“Precious Ramotswe is the eminently sensible and cunning proprietor of the only ladies’ detective agency in Botswana. In Tears of the Giraffe she tracks a wayward wife, uncovers an unscrupulous maid, and searches for an American man who disappeared into the plains many years ago. In the midst of resolving uncertainties, pondering her impending marriage to a good, kind man, Mr. J.L.B. Matekoni, and promoting her talented secretary (a graduate of the Botswana Secretarial College, with a mark of 97 percent), she also finds her family suddenly and unexpectedly increased by two.”
There is something to be said about a straightforward story; one that is bereft of twists and turns, of gimmicks.

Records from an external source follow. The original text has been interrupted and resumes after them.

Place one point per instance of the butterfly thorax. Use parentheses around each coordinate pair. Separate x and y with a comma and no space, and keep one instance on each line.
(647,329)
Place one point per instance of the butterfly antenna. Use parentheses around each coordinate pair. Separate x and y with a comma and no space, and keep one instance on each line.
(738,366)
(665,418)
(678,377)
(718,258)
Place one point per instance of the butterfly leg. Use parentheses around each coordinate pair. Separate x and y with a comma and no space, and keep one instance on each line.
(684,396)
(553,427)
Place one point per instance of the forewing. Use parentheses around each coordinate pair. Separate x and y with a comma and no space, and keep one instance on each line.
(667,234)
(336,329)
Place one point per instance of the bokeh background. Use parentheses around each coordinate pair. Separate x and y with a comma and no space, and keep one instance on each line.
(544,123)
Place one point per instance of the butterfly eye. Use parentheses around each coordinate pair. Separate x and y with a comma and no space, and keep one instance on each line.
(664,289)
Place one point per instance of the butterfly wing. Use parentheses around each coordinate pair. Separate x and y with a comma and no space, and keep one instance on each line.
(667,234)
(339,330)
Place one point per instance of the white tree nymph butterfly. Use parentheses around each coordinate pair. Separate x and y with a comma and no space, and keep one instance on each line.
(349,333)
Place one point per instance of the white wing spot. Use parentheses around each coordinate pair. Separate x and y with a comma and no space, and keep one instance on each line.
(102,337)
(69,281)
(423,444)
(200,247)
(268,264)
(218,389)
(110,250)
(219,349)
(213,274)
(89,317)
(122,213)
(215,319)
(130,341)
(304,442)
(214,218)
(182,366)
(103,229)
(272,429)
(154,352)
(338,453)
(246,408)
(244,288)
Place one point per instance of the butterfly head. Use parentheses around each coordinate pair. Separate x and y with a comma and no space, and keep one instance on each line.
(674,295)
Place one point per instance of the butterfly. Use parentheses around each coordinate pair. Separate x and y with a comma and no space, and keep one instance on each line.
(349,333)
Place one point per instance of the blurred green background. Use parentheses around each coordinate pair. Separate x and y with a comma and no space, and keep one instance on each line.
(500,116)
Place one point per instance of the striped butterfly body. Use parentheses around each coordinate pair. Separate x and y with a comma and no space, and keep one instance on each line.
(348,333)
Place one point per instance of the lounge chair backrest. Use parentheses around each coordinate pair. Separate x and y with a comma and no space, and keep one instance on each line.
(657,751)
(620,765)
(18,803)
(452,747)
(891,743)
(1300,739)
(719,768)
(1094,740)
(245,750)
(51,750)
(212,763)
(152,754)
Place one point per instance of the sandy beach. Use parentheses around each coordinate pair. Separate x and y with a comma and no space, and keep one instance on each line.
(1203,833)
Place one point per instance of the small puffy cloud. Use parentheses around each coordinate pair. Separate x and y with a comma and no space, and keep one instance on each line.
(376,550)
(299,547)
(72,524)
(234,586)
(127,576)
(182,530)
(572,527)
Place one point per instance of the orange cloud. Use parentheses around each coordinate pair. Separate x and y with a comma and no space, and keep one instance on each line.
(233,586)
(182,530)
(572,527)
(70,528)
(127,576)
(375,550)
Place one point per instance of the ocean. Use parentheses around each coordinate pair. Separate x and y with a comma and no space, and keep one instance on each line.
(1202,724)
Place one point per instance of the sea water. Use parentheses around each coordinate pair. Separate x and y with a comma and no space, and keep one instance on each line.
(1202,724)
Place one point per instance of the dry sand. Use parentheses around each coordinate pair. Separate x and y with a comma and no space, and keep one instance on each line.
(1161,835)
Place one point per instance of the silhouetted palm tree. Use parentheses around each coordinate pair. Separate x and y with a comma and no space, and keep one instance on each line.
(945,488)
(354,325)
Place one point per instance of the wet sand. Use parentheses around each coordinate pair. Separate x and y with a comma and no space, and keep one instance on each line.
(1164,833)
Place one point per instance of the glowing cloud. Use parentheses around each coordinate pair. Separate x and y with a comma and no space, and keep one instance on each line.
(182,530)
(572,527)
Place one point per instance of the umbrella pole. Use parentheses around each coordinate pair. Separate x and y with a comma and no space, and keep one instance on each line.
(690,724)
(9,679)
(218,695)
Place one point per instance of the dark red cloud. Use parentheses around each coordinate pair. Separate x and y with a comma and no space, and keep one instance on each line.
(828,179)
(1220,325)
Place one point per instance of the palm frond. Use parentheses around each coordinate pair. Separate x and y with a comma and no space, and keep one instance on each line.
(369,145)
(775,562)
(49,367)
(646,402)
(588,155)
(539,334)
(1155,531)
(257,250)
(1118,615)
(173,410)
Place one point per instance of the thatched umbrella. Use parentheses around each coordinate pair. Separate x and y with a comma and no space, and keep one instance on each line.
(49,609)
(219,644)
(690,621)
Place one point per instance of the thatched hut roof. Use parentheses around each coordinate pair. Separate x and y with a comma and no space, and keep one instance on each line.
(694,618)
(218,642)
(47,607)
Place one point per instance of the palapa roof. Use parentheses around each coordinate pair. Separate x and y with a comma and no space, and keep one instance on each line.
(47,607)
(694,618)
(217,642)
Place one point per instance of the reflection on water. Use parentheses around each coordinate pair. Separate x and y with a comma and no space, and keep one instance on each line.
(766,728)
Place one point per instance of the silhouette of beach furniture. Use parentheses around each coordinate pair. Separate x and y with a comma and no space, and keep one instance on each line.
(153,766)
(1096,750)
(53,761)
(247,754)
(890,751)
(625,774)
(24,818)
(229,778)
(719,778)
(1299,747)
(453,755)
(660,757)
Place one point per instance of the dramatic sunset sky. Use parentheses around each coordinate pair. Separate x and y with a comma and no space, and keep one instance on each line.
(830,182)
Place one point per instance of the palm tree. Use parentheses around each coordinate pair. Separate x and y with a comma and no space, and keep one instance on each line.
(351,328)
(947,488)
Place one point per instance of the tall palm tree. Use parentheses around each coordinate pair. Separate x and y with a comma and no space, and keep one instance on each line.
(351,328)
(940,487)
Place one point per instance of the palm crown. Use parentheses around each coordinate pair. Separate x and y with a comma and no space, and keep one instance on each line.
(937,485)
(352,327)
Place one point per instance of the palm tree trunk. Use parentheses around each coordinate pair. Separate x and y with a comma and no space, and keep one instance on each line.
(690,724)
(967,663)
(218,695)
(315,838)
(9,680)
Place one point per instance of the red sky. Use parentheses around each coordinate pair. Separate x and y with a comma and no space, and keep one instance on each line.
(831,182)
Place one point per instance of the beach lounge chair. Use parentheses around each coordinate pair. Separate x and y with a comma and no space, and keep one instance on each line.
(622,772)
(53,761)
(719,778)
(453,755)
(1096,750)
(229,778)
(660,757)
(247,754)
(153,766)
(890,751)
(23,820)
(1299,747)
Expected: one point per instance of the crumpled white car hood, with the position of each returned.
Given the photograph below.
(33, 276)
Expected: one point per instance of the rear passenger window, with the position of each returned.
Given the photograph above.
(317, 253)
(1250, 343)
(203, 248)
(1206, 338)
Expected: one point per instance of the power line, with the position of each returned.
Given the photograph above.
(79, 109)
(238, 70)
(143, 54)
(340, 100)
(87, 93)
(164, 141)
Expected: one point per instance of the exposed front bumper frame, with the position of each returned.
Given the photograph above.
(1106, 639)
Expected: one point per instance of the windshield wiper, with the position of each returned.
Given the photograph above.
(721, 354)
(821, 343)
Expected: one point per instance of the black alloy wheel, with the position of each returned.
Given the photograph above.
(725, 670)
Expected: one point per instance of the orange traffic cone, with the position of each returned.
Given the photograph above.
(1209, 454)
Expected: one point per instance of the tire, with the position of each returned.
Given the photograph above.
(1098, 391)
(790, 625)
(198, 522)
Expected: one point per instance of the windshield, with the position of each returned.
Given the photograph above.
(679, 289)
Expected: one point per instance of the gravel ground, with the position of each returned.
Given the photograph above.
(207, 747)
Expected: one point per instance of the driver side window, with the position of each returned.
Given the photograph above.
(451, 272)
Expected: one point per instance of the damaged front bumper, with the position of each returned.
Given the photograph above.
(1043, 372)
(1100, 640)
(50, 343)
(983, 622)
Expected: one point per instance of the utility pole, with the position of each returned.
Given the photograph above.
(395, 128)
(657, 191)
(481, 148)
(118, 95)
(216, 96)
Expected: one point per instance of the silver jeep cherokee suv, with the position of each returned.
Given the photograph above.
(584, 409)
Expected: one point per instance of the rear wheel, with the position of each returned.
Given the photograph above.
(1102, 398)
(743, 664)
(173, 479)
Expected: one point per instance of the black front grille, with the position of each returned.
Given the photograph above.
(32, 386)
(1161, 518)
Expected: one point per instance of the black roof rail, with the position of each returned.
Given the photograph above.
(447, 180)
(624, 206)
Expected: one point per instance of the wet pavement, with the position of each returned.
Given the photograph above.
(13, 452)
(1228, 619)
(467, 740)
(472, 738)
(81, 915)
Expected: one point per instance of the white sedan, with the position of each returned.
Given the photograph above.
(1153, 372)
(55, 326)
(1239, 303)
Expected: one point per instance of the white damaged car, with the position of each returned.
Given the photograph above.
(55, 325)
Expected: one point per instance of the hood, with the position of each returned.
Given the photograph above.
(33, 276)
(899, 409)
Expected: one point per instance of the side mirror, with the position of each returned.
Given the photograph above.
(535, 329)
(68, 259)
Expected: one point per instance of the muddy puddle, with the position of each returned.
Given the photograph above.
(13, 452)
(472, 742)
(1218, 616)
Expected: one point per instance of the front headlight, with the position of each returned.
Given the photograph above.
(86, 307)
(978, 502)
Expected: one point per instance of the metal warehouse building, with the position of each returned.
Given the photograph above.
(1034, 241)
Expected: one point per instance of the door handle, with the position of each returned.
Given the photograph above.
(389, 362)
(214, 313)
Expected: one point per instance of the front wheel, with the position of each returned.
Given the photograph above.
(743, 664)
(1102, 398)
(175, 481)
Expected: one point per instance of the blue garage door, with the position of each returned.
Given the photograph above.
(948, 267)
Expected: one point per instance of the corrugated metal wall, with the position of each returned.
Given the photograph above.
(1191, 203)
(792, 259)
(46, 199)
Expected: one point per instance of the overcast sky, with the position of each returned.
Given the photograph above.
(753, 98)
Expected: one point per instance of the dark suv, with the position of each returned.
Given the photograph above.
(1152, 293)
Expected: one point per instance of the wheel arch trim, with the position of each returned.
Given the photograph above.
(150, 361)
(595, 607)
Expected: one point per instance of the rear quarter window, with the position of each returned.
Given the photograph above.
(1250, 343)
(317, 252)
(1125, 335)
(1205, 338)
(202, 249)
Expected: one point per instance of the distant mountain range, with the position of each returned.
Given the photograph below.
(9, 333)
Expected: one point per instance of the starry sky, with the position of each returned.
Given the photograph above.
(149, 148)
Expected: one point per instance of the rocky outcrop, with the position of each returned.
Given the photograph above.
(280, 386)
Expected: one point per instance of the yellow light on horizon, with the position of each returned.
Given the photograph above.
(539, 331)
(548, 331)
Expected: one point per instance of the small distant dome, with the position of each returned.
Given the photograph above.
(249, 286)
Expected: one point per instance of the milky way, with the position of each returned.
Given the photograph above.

It’s refreshing in this age when books either subscribe to the currently trending genre…when writers are always trying to find that plus one to make their story stand out.
Tears of the Giraffe, the second novel from the No. 1 Ladies’ Detective Agency series, eschews the unneeded and focuses on the story of Precious Ramotswe: her life, the people around her, and the two cases that she must solve.
Granted, this novel was published fourteen years ago. True, there were already a lot of books being published even then, but there was never that burning need to make each book be ground-breaking. They just needed to be well-written and entertaining, and readers will pick them up.
Nowadays, that’s no longer the case. Writers are being pressured to write the next epic.
The funny thing is, this gets indirectly discussed within Tears of the Giraffe. Writer Alexander McCall Smith talks about the changes in today’s values compared to the ones from before. McCall Smith shares his thoughts on the trends of today’s generation through characters Mma Ramotswe and Rra Matekoni. It’s actually very entertaining, reading how much difference a decade makes in people’s upbringing.
And it is equally interesting to analyze the difference in how the publishing industry has changed in the same amount of time.
I guess I really don’t have much to say about McCall Smith’s Tears of the Giraffe. It’s a solid story that’s refreshing to read. Which I had already said. But I am interested in hearing from anyone their thoughts on the trends in the publishing industry.
Why are we seeing fewer books like The No. 1 Ladies’ Detective Agency and more books on supernatural romance and mommy porn? That is, if that’s still the trend today.